Memberships & Publications
To fight the climate change, hydrogen plays an important role as a transportable carrier of energy. However, in order to make the turnaround happen, a lot of challenges need to be taggled and solved, beginning with producing the amount of hydrogen needed to fulfill the energy demand.
Today, most electrolytic hydrogen is produced via Alkaline Electrolysis. However, one single technology will not be sufficient to cover the complete demand. All technologies need to be employed in the best possible way. That is why Proton Exchange Membrane (PEM) electrolysis will play a particularly important role, especially in terms of production of Green Hydrogen. It is best suited to convert the fluctuating energy output of renewable energies, such as solar, hydro and wind energy.
For the mentioned PEM electrolysis precious metals are required – some of them being very scarce, like iridium – and they will be needed in significant quantities. Also, sequential processes like the purification of hydrogen, or the conversion into other forms for easier storage and transport, require precious metals.

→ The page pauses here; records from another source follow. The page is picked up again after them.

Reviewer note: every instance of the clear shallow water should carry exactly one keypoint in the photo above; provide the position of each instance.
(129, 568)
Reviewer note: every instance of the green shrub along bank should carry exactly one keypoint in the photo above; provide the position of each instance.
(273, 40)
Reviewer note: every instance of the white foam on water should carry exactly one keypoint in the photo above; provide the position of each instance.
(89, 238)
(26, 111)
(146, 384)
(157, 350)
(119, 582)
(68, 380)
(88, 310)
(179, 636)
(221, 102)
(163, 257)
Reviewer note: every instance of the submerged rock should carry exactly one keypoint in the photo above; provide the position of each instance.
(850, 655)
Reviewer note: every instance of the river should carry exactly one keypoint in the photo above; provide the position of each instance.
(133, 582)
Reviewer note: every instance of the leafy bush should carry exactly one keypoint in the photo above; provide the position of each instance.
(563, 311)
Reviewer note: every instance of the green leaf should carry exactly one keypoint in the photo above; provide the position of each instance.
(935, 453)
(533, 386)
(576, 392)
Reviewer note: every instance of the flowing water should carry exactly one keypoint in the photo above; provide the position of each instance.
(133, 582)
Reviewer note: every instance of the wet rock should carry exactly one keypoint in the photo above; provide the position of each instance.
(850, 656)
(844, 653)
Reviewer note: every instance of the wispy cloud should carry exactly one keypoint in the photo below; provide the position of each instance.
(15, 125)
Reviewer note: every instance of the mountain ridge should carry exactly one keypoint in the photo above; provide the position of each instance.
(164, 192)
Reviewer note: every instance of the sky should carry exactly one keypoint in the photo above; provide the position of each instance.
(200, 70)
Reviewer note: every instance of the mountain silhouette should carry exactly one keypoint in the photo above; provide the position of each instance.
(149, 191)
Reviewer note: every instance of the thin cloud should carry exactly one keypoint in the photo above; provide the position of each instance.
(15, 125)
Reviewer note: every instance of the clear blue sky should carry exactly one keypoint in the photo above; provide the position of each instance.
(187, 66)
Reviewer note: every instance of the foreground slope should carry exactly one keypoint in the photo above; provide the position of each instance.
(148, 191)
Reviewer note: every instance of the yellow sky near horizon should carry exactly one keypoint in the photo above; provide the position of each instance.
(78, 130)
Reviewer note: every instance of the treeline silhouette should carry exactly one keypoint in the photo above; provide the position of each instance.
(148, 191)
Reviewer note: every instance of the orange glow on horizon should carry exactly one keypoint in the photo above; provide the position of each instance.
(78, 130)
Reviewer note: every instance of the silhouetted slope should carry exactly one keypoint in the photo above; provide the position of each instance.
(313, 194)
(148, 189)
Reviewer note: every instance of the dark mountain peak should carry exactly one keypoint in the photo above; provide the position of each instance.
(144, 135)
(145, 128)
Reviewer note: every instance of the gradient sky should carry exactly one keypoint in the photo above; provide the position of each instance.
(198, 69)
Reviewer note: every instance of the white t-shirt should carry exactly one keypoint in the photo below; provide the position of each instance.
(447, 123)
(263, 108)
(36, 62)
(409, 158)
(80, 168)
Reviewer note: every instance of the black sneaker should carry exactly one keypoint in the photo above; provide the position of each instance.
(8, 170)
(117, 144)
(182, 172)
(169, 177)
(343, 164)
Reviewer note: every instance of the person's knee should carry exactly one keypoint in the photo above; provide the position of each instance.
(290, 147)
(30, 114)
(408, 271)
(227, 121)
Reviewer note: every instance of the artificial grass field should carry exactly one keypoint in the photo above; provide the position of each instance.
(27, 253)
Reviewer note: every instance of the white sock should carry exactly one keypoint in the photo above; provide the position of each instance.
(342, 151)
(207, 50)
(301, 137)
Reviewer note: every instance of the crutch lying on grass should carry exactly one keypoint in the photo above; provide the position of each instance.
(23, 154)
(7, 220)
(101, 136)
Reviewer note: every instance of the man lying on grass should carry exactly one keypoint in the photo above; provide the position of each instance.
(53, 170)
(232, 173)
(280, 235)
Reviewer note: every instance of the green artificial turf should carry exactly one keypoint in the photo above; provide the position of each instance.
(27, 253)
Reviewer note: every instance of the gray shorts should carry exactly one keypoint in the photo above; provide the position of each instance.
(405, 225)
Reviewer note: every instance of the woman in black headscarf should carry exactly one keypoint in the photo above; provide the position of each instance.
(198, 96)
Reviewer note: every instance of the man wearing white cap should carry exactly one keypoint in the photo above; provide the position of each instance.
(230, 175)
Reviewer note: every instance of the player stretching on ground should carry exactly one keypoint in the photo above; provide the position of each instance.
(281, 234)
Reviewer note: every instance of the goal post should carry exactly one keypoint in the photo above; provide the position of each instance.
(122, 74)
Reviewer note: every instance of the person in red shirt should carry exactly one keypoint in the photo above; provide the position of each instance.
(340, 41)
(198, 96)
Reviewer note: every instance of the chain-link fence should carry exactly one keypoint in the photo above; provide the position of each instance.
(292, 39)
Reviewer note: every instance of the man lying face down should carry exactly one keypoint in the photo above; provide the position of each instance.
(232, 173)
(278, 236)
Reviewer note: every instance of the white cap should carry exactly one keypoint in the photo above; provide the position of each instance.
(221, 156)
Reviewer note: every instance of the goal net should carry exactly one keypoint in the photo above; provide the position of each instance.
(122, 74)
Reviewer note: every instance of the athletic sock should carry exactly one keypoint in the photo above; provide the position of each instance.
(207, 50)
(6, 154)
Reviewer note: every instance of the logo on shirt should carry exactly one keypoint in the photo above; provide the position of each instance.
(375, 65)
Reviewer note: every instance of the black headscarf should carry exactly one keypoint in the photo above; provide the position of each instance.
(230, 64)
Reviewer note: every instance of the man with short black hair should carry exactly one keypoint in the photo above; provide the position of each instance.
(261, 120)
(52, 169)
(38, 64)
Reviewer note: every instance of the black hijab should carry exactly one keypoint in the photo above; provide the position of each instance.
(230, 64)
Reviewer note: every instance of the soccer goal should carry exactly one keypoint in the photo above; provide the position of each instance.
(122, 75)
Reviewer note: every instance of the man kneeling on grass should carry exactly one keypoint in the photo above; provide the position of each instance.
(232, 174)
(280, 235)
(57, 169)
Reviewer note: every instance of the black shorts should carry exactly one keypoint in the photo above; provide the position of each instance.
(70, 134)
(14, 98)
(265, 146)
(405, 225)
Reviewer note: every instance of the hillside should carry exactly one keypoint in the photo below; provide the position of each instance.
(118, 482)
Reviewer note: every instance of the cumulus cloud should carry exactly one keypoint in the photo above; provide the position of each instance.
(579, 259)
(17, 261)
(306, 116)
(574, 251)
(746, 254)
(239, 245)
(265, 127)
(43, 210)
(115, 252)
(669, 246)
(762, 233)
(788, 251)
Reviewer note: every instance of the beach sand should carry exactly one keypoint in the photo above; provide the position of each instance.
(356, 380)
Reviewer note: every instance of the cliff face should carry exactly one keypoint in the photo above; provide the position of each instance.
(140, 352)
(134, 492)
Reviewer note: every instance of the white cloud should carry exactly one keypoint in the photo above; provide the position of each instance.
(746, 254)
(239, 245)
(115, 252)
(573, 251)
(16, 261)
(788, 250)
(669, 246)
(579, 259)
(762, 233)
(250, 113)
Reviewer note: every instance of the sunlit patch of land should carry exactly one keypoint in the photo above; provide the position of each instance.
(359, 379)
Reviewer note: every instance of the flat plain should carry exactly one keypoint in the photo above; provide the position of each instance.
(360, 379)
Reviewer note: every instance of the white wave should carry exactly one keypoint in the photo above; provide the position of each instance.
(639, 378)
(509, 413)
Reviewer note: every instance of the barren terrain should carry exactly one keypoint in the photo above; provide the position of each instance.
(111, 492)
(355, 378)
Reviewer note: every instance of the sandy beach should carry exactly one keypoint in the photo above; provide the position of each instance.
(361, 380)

Thus, precious metals are indispensable for the Hydrogen Revolution, and therefore the hydrogen ramp-up requires a raw material strategy. This strategy needs to cover three important aspects:
As a precious metals specialist, Heraeus is a skilled partner with high expertise in all necessary fields and has been investing significantly in R&D and hydrogen recycling. What is more, we are actively engaging in the Hydrogen Community, contributing to make the Hydrogen Revolution happen.
Heraeus is a member of various organizations that engage themselves in the Hydrogen economy, among others in the Hydrogen Council, Global Energy Solutions, Hydrogen Europe, Ammonia Energy Association, European Clean Hydrogen Alliance and The Fuel Cell and Hydrogen Energy Association (FCHEA).
As well, we are actively taking part in several projects to accelerate the development of solutions that enable the hydrogen ramp up.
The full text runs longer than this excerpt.